Fashion-MNIST中一共包括了10个类别,可以把他们换成字符,而不是数字,这就调用了之前d2lzh_pytorch的trick:
def get_fashion_mnist_labels(labels):
text_labels = ['t-shirt', 'trouser', 'pullover', 'dress', 'coat',
'sandal', 'shirt', 'sneaker', 'bag', 'ankle boot']
return [text_labels[int(i)] for i in labels]
定义一个可以在一行里画出多张图像和对应标签的函数。
def show_fashion_mnist(images, labels):
d2l.use_svg_display()
# 这里的_表示我们忽略(不使用)的变量
_, figs = plt.subplots(1, len(images), figsize=(12, 12))

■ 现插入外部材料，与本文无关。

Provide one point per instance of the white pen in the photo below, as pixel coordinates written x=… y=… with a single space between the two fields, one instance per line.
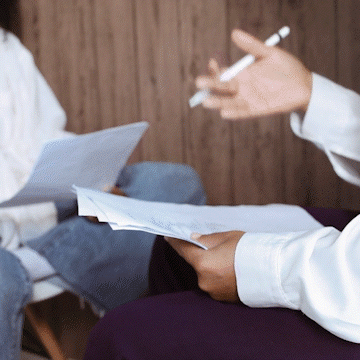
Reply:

for f, img, lbl in zip(figs, images, labels):
f.imshow(img.view((28, 28)).numpy())
f.set_title(lbl)
f.axes.get_xaxis().set_visible(False)
f.axes.get_yaxis().set_visible(False)
plt.show()
打印:
X, y = [], []#新建两个列表
for i in range(10):
X.append(mnist_train[i][0])#在列表末尾添加新的对象
y.append(mnist_train[i][1])
show_fashion_mnist(X, get_fashion_mnist_labels(y))#放进去每个类中第一个实例和转换完后的label
2. 读取小批量
batch_size = 256
if sys.platform.startswith('win'):
num_workers = 0 # 0表示不用额外的进程来加速读取数据
else:
num_workers = 4
train_iter = torch.utils.data.DataLoader(mnist_train, batch_size=batch_size, shuffle=True, num_workers=num_workers)
test_iter = torch.utils.data.DataLoader(mnist_test, batch_size=batch_size, shuffle=False, num_workers=num_workers)
start = time.time()
for X, y in train_iter:
continue
print('%.2f sec' % (time.time() - start))
这一小节比较简单,介绍了如何加载数据,加载数据时可以规定一个批次的大小,调用几个线程,加载在cpu还是gpu等等。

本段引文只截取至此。